Only three signed. Seventeen of the others, described over the loudspeakers as “recalcitrant warmongers,” were shot in the dressing rooms below the baseball stadium, their bodies dumped on the diamond from a captured U.S. Army truck that roared about the field of six thousand prisoners, the blood of the murdered men dark on the poorly lit artificial turf.
One of the bedraggled and shell-shocked soldiers, a U.S. private from the Eleventh Division, clutching a military blanket about him, watched each of the bodies fall limply onto the tread-torn diamond, wondering aloud why they had not killed all of the officers who had refused to sign.

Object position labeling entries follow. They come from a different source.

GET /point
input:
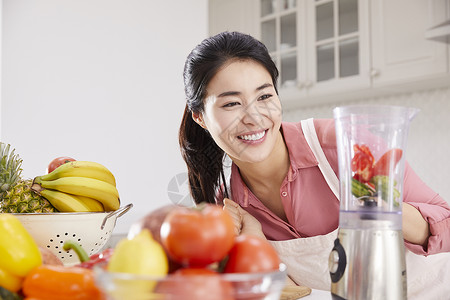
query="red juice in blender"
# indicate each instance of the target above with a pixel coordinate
(367, 261)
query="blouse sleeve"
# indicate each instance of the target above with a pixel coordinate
(434, 209)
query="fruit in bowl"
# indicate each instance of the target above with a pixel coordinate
(241, 267)
(75, 192)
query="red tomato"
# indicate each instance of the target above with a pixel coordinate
(57, 162)
(197, 237)
(194, 284)
(251, 254)
(362, 163)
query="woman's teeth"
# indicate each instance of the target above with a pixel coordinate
(253, 137)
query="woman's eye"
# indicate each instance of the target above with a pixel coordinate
(265, 97)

“Why seventeen?” he asked numbly of no one in particular.
“To scare us,” answered an ROK lieutenant who had torn his intelligence corps patches off moments before he was captured. “To show the others what happens if they hold out. To show us what will happen if we resist.”
The American looked around the dimly lit stadium, few of the lights working after the artillery barrage, “There are ten times as many prisoners here as guards.”

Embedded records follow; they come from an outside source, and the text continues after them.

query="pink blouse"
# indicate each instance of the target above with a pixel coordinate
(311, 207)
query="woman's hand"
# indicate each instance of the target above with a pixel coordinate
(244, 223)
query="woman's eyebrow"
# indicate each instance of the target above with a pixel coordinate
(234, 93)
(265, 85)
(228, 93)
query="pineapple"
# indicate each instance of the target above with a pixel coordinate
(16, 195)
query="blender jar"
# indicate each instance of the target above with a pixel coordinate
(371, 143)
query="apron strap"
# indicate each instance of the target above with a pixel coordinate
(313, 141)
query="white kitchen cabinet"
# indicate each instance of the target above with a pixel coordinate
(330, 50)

“But they’ve got the guns,” said the ROK soldier.
One of the bodies they saw was a major, his collar stud standing out even in the poor light. He looked as if he were smiling, but it was an illusion — a death mask of pain — tortured before they shot him. The private noticed for the first time that the white U.S. stars on the truck’s doors had been smeared red. When it drove out of the stadium, there was a silence heavy with the stench of pickled cabbage and excrement. The NKA had forbidden use of any of the toilets behind the stands, and most of the wounded were now crowded into the north corner beyond the diamond, where they had to defecate into a shallow trench.
Soon the loudspeakers were ordering all intelligence officers to report to the stands.
“Fuck you!” the ROK lieutenant shouted in perfect English, and got a weak round of applause.